The tiny fuzzball, looked at us with its mouse-like eyes, framed by its round, even more mouse-like ears. It’s amazingly difficult to get a clear view of any Blue Duiker; here we were quietly watching a baby of the species. It spent most of its time staring, without blinking, at our group. It seemed to be wondering what type of primate we might be. We froze, letting the tiniest of African Antelopes study us to its hearts content. As long as it wanted to be in our presence, we would humor it. Finally, with incredibly slow movements for a species whose adults streak rather than stroll, the infant slid into the surrounding darkness of the Sand Forest undergrowth.

Like Red Duikers, Blue Duikers are iconic fixtures of Coutada 11. No believable census numbers have ever appeared for any of the Pygmy Antelopes in the Marromeu Complex. This is not because scientists don’t care to know. Imagine trying to count how many ants are present by trying to see the ground through thick grass from the top of a 10 foot ladder. That is not even close to how difficult it is to see Red Duikers, Blue Duikers or Sunis using aerial surveys through a forest canopy. Anecdotal evidence suggests that all these species are extremely plentiful, and growing in abundance. The Professional Hunters in Coutada 11 have no difficulty in finding more than acceptable trophy males for their clients, and daylight sightings along roads and in forests continue to increase in frequency. But, regardless of numbers, none of these three species is easy to hunt. This is doubly true for the tiny Blue Duiker.

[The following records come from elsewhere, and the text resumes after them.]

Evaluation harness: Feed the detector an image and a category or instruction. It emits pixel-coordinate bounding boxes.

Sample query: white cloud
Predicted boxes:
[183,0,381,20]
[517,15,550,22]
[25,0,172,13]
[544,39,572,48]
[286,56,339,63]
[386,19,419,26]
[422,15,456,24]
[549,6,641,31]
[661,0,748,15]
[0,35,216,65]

Some might argue that the taking of the smallest of Africa’s pygmy antelopes reflects mere sport and not provision of meat or conservation. This is inaccurate. Every scrap of meat from my Blue Duiker went to feed Sena locals. And, the fees paid supported anti-poaching, schooling for children etc. Neither my Blue Duiker, nor any other animal taken by trophy hunters in the Marromeu Complex, dies without providing protein and funds for ecosystem conservation.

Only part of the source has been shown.